RAID systems and the reality of their reliability

29 July 2013 by Sam Wiltshire

RAID systems (Redundant Array of Independent Drives) are groups of hard drives that are connected to the network in order to ensure high reliability of data. This technology is now being used by more than 98% of all servers. However, we must be aware that these systems are not completely fail-safe and are still subject to everyday problems such as hard disk or controller failures and, of course, human error.

Given that the hard disks are in arrays, it isn’t unusual that they all come from the same production batch and so could quite easily have the same manufacturers fault and hence fail simultaneously. For this reason, when a drive in a RAID system does seem to have problems, it should be removed as quickly as possible, even if the server continues running smoothly. A problem with one drive can have a domino effect on other drives and even the whole system. Also another issue to keep in mind is voltage surges. They can easily wipe out several disks simultaneously, including the ghost copies.

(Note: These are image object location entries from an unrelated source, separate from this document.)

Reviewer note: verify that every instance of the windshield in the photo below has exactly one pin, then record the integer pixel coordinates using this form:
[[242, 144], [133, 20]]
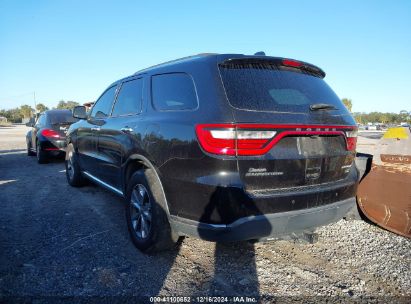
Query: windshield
[[267, 87]]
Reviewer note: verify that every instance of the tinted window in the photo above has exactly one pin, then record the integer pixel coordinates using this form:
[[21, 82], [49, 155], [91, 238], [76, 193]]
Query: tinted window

The use of replacement parts can also be risky business. Parts that are said to be identical may still have slight differences. Here at Kroll Ontrack, we performed a test. We changed the plate of one faulty hard disk for another, and the disk would not boot. Then we replaced the plate for one that was ‘identical’, and still had no success. Rebooting the drive still failed to solve the problem. After changing the BIOS settings, it seemed that the controller still recognised the drive as having a faulty disk. A subsequent reboot of the server resulted in the data that was stored on the system was no longer readable. For any business this could be a major problem. We strongly advise having a reliable backup system in place, even when using supposedly fail-safe RAID servers.

Rescue attempts by those with insufficient knowledge in the field are most likely to cause more problems than they solve. If the operation is not performed correctly, it could lead to disk failure and even loss of data. The average IT department would then be well over its head, and any unsuccessful attempt by inexperienced technicians to recover the data could make much harder (or impossible!) work for the external professionals that are hence turned to. In any case, self-recovery attempts should be avoided at all costs. With this sort of problem, you should always turn to experts: professionals with invaluable experience and specialised tools are more likely to be successful in data recovery and can sometimes even recover the data over an internet connection.